これらの症状は、見た目にも関わるため、進行してしまうとQOLを著しく低下させてしまいます。
従って、初期の段階からしっかりと治療を行うことが重要です。
尋常性ざ瘡(ニキビ)の治療
面皰・紅色丘疹・膿疱などの症状や程度に応じて、薬剤による治療が行われます。
主に用いられる薬剤しては以下があります。
<炎症を抑える薬>
- ディフェリン(アダパレン外用薬)
- ステロイド
<アクネ菌等を殺菌する薬>
- 抗菌薬の外用・内服
- ベピオゲル(過酸化ベンゾイル)の外用
これらの薬剤を単剤もしくは適宜併用して治療を行います。
今回ご紹介するデュアック(クリンダマイシンと過酸化ベンゾイル)は、上記の抗菌薬に分類されています。
クリンダマイシンの作用機序
クリンダマイシンは「リンコマイシン系抗生物質」と呼ばれる抗菌薬です。
アクネ菌は増殖する際に必要なタンパク質を合成する必要があります。
DNAからmRANが作成(転写)され、mRNAの情報を元にリボソームによって翻訳が行われてタンパク質が合成されます。
クリンダマイシンは、アクネ菌のリボソームを選択的に阻害することで、タンパク質合成を阻害します。

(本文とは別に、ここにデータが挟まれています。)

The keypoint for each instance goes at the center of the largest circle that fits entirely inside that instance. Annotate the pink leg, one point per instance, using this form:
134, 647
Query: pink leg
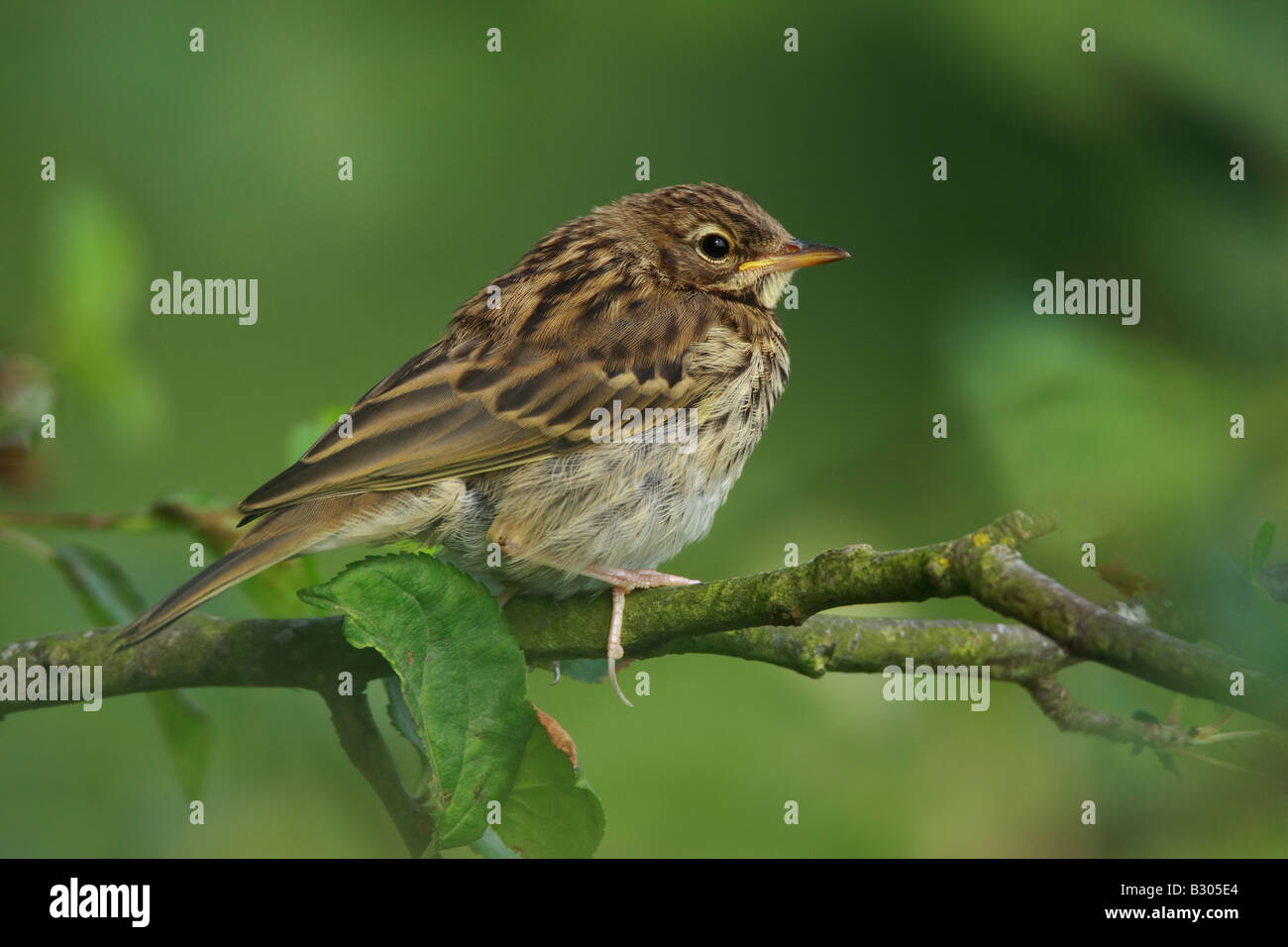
625, 581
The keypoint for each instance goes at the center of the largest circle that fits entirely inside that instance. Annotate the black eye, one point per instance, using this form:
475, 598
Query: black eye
713, 247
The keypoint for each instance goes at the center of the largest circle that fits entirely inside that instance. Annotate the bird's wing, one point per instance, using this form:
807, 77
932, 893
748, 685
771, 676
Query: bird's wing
487, 398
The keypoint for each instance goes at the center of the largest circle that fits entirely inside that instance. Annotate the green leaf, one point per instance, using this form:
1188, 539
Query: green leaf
400, 716
489, 845
589, 671
101, 586
552, 812
110, 598
305, 433
463, 677
1261, 545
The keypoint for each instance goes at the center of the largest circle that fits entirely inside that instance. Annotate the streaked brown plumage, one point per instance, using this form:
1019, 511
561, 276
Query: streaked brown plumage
658, 300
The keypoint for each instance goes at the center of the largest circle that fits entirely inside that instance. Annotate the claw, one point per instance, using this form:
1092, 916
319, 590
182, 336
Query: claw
614, 641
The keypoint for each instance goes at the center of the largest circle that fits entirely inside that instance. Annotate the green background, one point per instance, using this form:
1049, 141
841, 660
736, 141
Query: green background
1113, 163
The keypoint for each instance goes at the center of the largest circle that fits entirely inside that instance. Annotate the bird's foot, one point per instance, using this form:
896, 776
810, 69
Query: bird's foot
625, 581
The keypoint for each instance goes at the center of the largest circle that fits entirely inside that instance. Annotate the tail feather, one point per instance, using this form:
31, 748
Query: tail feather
269, 543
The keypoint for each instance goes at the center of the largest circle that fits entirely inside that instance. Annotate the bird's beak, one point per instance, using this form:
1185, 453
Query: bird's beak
794, 256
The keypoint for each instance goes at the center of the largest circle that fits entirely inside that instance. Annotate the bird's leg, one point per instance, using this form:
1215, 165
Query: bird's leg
625, 581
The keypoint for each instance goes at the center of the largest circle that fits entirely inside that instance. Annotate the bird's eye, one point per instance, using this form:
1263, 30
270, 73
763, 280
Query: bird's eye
713, 247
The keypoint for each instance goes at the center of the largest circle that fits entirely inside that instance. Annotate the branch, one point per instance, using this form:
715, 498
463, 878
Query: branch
201, 651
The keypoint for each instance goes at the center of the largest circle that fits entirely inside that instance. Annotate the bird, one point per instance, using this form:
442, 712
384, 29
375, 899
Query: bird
585, 415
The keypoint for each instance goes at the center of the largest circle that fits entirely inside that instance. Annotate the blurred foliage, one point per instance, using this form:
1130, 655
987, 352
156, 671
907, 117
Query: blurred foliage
1113, 163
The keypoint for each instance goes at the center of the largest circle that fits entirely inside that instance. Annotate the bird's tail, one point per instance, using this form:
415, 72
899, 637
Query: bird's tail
270, 540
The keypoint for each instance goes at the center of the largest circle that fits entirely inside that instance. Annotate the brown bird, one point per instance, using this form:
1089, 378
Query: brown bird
588, 412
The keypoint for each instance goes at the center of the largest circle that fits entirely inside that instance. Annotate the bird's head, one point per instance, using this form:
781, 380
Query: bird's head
711, 239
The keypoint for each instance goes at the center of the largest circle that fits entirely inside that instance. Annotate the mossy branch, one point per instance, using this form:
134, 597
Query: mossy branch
763, 617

その結果、アクネ菌の増殖を抑制できると考えられています。
ベピオ(過酸化ベンゾイル)の作用機序
ベピオには以下の2つの作用があります。
- アクネ菌の殺菌作用
- 角質層の剥離作用(ピーリング作用)
詳しくは以下の記事をご覧ください。
デュアック配合ゲルの作用機序
デュアック配合ゲルは、
- クリンダマイシンと過酸化ベンゾイルによるアクネ菌の殺菌作用⇒原因菌の減少
- 過酸化ベンゾイルによる角質層の剥離作用⇒角質層が薄くなる
といったの作用機序によって、原因菌を減らし、毛穴の詰まりを解消させることで尋常性ざ瘡の症状が改善すると考えられます。
デュアック配合ゲルの副作用
主な副作用として、
乾燥、接触皮膚炎、紅斑、皮膚剥脱、そう痒症などが報告されています。
デュアック配合ゲルの用法・用量
1日1回、洗顔後に患部に適量を塗布して用います。
あとがき
高度なにきびに対しては、抗生剤もしくは過酸化ベンゾイルとアダパレンの併用療法がありますが、中度なにきびに対しては抗生剤と過酸化ベンゾイルの配合剤である本剤が使われるようになるかと思います。

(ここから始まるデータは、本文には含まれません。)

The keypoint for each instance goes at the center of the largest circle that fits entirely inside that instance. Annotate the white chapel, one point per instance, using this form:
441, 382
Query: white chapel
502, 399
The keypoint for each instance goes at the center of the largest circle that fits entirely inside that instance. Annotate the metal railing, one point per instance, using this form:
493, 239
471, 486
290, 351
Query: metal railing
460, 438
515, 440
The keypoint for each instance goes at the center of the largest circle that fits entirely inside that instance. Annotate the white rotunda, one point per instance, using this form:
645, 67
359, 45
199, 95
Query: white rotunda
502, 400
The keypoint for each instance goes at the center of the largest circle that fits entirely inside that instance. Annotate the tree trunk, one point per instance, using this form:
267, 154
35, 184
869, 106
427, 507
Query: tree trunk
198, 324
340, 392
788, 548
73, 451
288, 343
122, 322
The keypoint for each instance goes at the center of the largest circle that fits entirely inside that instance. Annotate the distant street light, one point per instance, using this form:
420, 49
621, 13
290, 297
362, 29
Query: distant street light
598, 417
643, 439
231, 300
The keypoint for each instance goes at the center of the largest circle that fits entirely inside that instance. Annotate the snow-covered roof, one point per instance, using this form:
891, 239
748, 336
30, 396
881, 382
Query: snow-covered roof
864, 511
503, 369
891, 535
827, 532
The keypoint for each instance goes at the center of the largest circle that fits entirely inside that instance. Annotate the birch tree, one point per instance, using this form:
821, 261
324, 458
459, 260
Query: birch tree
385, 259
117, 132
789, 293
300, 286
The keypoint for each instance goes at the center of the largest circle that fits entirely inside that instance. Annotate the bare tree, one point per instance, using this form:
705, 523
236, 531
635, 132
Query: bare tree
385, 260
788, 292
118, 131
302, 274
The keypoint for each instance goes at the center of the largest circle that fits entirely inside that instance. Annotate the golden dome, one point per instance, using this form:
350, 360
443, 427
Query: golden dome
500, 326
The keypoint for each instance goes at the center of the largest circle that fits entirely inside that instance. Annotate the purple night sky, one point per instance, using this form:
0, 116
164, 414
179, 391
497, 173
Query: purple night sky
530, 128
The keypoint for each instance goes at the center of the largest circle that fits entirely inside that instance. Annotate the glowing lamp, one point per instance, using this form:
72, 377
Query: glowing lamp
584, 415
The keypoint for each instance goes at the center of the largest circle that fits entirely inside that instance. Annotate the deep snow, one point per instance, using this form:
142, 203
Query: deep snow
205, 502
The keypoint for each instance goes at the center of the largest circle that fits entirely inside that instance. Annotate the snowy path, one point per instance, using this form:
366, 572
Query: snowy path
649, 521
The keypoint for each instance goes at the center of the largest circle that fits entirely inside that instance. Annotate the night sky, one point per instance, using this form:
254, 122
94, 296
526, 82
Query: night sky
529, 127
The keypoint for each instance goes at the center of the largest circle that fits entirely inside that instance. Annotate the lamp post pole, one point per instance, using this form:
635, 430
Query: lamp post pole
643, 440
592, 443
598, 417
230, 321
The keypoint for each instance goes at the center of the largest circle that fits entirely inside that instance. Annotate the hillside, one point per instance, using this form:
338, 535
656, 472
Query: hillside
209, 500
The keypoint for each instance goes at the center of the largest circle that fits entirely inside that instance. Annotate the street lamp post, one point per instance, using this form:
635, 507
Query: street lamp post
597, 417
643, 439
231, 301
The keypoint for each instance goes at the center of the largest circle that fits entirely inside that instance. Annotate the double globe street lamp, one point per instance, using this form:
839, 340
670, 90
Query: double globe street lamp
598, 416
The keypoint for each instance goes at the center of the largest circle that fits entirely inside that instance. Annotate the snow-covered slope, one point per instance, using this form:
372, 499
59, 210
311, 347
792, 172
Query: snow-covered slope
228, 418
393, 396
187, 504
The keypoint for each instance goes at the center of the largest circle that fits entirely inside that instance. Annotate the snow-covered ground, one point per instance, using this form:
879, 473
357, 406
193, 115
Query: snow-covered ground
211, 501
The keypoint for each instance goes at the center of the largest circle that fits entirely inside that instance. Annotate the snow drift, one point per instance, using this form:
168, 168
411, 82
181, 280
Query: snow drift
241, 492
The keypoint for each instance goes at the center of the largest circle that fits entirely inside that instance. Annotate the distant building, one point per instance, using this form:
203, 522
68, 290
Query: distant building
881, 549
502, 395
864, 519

アダパレンと過酸化ベンゾイルを配合したエピデュオゲルについては以下の記事をご参照ください。
それぞれの薬剤との使い分けや併用療法の有用性等が示されることを期待します☆
以上、今回は尋常性ざ瘡とデュアック配合ゲル(クリンダマイシン/過酸化ベンゾイル)の作用機序についてご紹介しました。